Music is the organisation of sound
Pulse – bars – time signatures (time fractions)
The values of notes and pauses in time – the Time Wheel
Pitch – the Herz Column – Stemnotes in the stave/staff system
Naming notes in the musical Clockface
The Scale Clock
Intervals – the distance in pitch between notes
Keys, chords and triad families – the House of Fifths
Musical form
A method for reading and playing musical notation

© All rights to the materials on this homepage belong to:Sonya Christie and Jens Kragh - cleek.dk.

Music is the organisation of sound

The intuitive musician
Any child is a musician long before it can walk or talk. Watch them react to the rhythm of music. Listen to their musical ramblings describing their movements in fragments of known song. Hear their experiments with sound production. The young child - before ever receiving formal musical education - subconsciously whirls around in the learning spiral of Practice/Performance - Appreciation/ Comprehension - Creativity. The role of parents and teachers is to nurture this musical spiral, acknowledging and building upon this holistic feel for music. That whole includes tools for analysing, understanding and recombining - and a language with which to communicate with other players. In other words: music theory.

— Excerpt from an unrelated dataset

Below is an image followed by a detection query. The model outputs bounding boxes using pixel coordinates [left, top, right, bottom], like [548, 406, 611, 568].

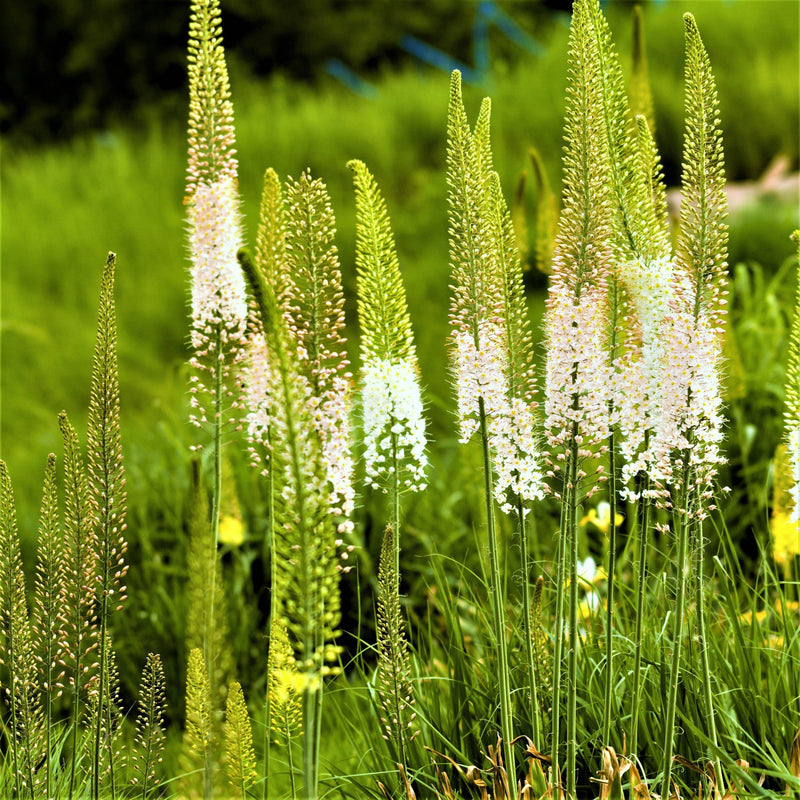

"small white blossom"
[362, 359, 428, 491]
[455, 322, 544, 514]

Organization of sound - the musical coordinate system
Music can be defined as the organization of sound. Music as an organizing principal predates formal, written notation. The parameters of music are pitch, time and timbre, no matter the genre. Whether written as orchestral scores, guitar tabs on the internet or through drawings, it is custom to devote the vertical axis to pitch and the horizontal axis to time, read from left to right. Timbre is understood through tradition, instrumentation, dynamics and other musical messages. Being able to read, understand and use musical notation supports musicianship. Reading music is not so different from reading graphs in other situations.
As a musician it is important to recognize which parameter to prioritize. Alone or with an instrument teacher, focus can be on playing the correct notes with proper intonation and nuance. But socially, the horizontal time factor is vital - learn to keep up!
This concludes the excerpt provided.